Making quilts out of what they had was essential for survival in earlier times, but by the 1880s during the religious Great Awakening and the American Gilded Age creating crazy quilts became a socially acceptable art form. These beguiling works of art became popular when America women became a little more prosperous. Young women used intricate embroidery to link silk and velvet swatches of material, and they added appliqued birds and flowers. It was such a part of the advertising in our early consumer culture that tobacco companies put satin squares in their cigar boxes for men to bring home to their wives and sweethearts.
When we started cleaning at the historic Kump House we found a fascinating crazy quilt in a closet under the eaves. There it was in a white sheet inside a box of quilts made by the mother of Edna Scott Kump. It was just big enough to make a wall hanging about three feet long and two feet wide. A patchwork fan at the top of her crazy quilt represented “Fannie” the quilter Frances Irvin Logan Scott. Near the center was an appliqued white cross representing Fannie’s religious conversion experience when she was seventeen years old. In the lower right-hand corner of the quilt was the brightest patch of all.

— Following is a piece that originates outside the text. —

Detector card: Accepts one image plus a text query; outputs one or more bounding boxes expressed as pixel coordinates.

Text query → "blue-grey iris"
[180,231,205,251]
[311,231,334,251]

It was a peony colored piece of satin ribbon loosely flapping from the bottom of the quilt. When we turned the ribbon back we discovered a political campaign ad that read:
Our next president, Grover Cleveland of New York,
Our next Vice President, Allen Thurman of Ohio
Our next Congressman, WM. L. Wilson of Jefferson County
Grover Cleveland was the only politician I recognized in the list above. When I read about him, I learned that his presidency was split in 1888 when he did not win the Electoral College. He won the popular vote all three times for the presidency, but he only got enough Electoral College votes when he had support from powerful politicians at Tammany Hall in New York. Cleveland’s 1888 running mate was Allen Thurman who was listed on the Democratic campaign ribbon in Fannie’s crazy quilt. It all happened 136 years ago — that’s more than half of our 249 years of US history.
This quilting history lesson tells me that Donald Trump’s reelection on the third try is not really unprecedented. Cleveland’s case may be a reason that Trump thought he could stop Biden in 2021.